What if the user wanted to send another amount, say 45 VDL to a friend? Well, the same process occurs, the wallet would typically choose the 10 and 40 VDL UTXO’s (the smallest amount of and smallest sized UTXOs to satisfy the amount of 45; as 10 + 40 = 50) and both UTXO’s would be spent. The 45 VDL would go to the recipient, and the remainder of 5 VDL would be returned as change (50-45 = 5) to the sender's wallet.
Below you can see this in action. This is a snip from the Vidulum block explorer. You can see the 31112.76376313 VDL UTXO, being used to send exactly 15,000 VDL to another address, and the remainder of 16112.76276313 VDL being sent back to the same sending address as change.
One thing to note when sending from exchange addresses, most times your transaction will get sent as part of a batch of transactions (multisend) so when looking on a block explorer it will not always be so obvious.

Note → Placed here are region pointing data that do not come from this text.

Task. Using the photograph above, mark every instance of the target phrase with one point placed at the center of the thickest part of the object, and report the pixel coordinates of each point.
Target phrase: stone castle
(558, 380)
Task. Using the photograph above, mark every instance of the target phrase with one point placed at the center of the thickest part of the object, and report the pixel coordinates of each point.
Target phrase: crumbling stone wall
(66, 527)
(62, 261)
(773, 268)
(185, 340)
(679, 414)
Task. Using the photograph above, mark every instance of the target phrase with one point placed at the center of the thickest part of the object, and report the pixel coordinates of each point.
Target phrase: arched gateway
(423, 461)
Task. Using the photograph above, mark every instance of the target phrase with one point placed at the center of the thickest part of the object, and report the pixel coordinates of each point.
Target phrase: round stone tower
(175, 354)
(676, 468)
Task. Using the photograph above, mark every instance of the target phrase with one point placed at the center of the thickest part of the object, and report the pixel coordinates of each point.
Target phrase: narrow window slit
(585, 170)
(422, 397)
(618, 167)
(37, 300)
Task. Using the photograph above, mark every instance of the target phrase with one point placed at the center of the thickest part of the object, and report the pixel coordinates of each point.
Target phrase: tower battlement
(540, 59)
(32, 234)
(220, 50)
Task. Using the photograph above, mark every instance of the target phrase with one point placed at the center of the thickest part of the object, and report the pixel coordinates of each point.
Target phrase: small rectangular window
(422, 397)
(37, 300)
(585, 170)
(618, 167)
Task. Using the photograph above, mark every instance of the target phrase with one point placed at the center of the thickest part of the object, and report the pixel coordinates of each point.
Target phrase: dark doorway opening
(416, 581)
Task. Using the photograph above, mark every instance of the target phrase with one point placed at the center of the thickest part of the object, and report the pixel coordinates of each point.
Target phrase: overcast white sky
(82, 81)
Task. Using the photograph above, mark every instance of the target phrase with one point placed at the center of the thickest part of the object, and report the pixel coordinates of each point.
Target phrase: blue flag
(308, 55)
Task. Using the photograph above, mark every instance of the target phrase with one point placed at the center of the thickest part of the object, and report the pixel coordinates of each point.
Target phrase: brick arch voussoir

A great analogy for the concept of UTXO’s and change is fiat currency (dollar bills and coins). Firstly, they cannot be physically split, and second, when you spend a bill that is more than the total needed for the recipient, one gets change back. For example, if you have a $5.00 bill, and use it to pay for a donut that costs $1.25, you have to use the whole $5 dollar bill and would receive $3.75 in change, and you would put that change back in your wallet.